China’s biggest city by economic output has suffered from the lockdown imposed in early April. Other cities not under lockdown but still hemmed in by COVID curbs, including Beijing, have also struggled, with the highly transmissible Omicron provoking stronger responses from health authorities this year.
With the government refusing to loosen its zero tolerance stance on COVID, factories and businesses have been bruised by disruptions caused by lockdowns, endless mass testing and mobility restrictions on vast swathes of the population.
Shanghai is set to finally emerge from its lockdown on June 1 after new infections fell sharply. The mega-city of 25 million people has been cautiously allowing more of its population to venture out and putting more vehicles back onto its once busy streets and boulevards.
City officials said on Thursday that students in junior and senior high school could return to offline classes from June 6, following word earlier in the week that shopping malls and department stores would be allowed to reopen, although in batches, from June 1.

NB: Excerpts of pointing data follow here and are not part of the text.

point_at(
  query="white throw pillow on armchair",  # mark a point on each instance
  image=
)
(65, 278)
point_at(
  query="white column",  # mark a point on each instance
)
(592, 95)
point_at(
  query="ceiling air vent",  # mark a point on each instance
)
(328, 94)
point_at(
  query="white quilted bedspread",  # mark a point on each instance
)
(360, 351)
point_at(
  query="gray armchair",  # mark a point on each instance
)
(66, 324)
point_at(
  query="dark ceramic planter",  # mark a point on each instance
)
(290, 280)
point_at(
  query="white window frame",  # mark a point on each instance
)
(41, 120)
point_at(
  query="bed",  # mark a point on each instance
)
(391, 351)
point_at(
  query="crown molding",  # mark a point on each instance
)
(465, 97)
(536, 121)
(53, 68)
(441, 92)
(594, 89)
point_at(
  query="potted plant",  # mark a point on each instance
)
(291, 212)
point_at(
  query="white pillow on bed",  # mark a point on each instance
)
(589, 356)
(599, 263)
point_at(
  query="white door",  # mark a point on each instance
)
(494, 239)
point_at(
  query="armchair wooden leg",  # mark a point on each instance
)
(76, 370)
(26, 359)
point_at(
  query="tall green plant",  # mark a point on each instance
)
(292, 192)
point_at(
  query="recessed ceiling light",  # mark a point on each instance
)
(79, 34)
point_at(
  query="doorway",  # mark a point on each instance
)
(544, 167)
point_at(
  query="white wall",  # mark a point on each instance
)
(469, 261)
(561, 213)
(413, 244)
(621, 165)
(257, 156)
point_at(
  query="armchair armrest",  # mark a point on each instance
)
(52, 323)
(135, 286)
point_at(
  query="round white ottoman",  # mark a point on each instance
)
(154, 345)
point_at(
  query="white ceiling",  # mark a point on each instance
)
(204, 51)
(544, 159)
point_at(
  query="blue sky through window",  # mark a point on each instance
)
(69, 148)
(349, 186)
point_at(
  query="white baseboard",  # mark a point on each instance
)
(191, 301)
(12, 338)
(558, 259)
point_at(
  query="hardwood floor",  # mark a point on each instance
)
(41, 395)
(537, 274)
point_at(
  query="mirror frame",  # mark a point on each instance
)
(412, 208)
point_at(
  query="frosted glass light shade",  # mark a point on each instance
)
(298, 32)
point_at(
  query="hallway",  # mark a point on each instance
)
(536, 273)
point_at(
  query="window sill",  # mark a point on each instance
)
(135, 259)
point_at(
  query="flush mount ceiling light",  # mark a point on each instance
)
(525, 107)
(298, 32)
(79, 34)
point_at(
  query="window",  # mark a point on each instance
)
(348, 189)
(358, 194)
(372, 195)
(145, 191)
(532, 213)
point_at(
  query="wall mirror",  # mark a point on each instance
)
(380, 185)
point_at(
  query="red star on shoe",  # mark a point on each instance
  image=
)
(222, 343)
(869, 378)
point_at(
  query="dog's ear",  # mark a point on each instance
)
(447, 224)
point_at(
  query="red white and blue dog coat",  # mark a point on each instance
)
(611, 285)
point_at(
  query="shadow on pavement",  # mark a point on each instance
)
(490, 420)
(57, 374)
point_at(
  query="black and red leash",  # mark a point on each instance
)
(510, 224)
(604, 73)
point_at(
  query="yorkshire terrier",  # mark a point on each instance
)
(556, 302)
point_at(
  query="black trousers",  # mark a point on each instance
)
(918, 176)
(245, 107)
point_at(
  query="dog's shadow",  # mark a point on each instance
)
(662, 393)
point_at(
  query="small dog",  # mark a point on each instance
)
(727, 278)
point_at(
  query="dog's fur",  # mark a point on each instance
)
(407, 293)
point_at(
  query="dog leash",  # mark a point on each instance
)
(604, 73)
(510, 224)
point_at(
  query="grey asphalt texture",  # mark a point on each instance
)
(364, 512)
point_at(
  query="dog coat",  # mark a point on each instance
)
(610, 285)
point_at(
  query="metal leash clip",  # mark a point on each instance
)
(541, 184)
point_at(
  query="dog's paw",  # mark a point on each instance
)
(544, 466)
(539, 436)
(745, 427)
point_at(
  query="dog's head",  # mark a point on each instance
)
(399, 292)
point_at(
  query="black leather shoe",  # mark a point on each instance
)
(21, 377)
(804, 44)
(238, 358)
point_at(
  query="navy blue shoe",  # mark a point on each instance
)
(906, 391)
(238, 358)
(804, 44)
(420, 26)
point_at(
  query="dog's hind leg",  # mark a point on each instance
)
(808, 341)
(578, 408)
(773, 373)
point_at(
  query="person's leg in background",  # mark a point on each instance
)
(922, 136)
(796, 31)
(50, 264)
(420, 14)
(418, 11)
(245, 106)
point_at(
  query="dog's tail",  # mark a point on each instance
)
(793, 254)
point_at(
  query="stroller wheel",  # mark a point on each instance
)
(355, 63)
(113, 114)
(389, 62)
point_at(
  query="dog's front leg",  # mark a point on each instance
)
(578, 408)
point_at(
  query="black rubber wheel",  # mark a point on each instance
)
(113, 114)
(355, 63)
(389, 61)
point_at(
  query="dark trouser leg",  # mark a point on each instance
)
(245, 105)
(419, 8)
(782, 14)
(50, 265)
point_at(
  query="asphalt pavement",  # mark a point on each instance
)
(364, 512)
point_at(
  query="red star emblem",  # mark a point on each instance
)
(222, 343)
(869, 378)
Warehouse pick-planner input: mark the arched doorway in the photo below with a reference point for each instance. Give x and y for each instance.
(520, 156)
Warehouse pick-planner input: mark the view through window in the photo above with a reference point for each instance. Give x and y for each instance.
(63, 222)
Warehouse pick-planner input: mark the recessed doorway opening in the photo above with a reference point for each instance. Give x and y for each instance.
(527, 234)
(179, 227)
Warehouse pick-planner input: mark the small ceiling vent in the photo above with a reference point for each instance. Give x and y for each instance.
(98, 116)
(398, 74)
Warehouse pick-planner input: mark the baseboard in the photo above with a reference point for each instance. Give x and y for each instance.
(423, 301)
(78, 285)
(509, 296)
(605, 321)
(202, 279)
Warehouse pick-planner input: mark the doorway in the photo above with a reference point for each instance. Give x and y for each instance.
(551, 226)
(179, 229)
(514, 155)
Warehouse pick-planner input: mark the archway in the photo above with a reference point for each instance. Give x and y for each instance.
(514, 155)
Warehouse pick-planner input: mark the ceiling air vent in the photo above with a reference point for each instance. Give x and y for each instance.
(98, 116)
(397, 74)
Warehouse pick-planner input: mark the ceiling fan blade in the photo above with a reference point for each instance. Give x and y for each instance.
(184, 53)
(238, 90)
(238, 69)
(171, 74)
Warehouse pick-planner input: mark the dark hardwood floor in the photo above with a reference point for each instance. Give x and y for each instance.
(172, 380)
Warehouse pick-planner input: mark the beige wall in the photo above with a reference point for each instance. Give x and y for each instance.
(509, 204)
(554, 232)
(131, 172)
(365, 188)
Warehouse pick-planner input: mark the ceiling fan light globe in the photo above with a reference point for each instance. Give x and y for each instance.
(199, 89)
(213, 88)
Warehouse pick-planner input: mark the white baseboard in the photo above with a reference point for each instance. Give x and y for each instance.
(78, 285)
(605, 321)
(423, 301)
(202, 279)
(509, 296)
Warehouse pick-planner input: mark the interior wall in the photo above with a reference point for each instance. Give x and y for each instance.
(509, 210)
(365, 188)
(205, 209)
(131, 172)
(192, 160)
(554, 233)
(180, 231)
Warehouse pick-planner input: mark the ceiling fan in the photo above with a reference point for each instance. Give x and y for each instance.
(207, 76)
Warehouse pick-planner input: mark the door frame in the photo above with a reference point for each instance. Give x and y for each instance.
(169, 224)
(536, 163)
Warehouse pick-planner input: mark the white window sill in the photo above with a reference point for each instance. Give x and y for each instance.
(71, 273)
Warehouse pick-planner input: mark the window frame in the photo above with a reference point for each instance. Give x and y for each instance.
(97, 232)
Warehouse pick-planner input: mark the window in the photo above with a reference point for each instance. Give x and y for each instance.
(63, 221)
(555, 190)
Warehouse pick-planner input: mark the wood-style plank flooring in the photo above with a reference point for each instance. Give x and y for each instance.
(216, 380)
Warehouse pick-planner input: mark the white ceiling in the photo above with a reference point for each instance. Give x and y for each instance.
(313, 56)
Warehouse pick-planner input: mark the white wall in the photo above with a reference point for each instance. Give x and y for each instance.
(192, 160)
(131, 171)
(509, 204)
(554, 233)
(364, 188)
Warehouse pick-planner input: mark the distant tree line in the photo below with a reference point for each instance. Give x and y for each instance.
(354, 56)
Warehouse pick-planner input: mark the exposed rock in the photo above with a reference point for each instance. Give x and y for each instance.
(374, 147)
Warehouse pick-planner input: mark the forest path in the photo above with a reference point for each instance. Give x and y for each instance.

As the focus turns to recovery, Premier Li Keqiang on Wednesday offered a grim view of the world’s second-biggest economy, saying the difficulties it faces in some aspects were even greater than in 2020, when China was first hit by the COVID-19 outbreak.
Many private-sector economists expect gross domestic product to contract in April-June from a year earlier versus the first quarter’s 4.8% growth.
China will strive to achieve “reasonable” GDP growth in the second quarter, Li told thousands of government officials across the country in an online conference.
“The unusual meeting caps an increasingly urgent series of official pronouncements in recent days attempting to resolve the economic disruption caused by the wave of COVID-19 lockdowns,” research group Gavekal Dragonomics wrote in a note on Thursday.
“The urgent high-level focus on stabilising growth opens the door for more aggressive stimulus measures to be deployed in coming weeks.”
Underlining the tension between economic and COVID policies and the sensitivity surrounding their discussion, social media sharing of state television reports on Li’s teleconference was intermittently blocked on China’s heavily policed internet.
Some online groups on China’s popular WeChat mobile app also forbade the sharing of unverified transcripts – audio or written – from the conference as well as discussion about the event, fearing suspension of their accounts.
“Macroeconomic confidence in China has now deteriorated to the point where what is required is not a loosening around the edges of these broad policy priorities, but wholesale policy U-turns,” said JPMorgan in a commentary.
The central bank said on Thursday it would promote more credit for smaller firms and urged financial institutions to prioritise lending to central and western regions, as well as areas and sectors hammered by COVID outbreaks.
The finance ministry also said on Thursday it would offer subsidies to Chinese airlines from May 21 to July 20 to help them weather the coronavirus-induced downturn and higher oil prices.
Domestic air traffic has plummeted because of lockdowns in Shanghai and surrounding cities. Shanghai-based China Eastern said passenger numbers sank 90.7% in April from a year earlier.
Overall air passenger traffic last month plunged nearly 85% year-on-year, and stood at barely 15% of its pre-COVID level in 2019, China’s aviation regulator said on Thursday.
Offering a glimmer of hope, the China Passenger Car Association said on Thursday that national vehicle sales rose 34% in the first three weeks of May compared with the corresponding period in April.
But, with measures to control COVID outbreaks depressing incomes, the sales volume was still 16% lower than 12 months earlier, the industry association cautioned.
Road freight transportation and express delivery from distribution centres last week were both stronger than a month earlier but still down sharply on the year, Nomura Global Economics said.
“As long as China does not relax its COVID policy, any other policy measures are of little value right now,” said an automotive fastener factory owner surnamed Zheng in the eastern province of Zhejiang.
“Everybody has little confidence or enthusiasm to invest now.”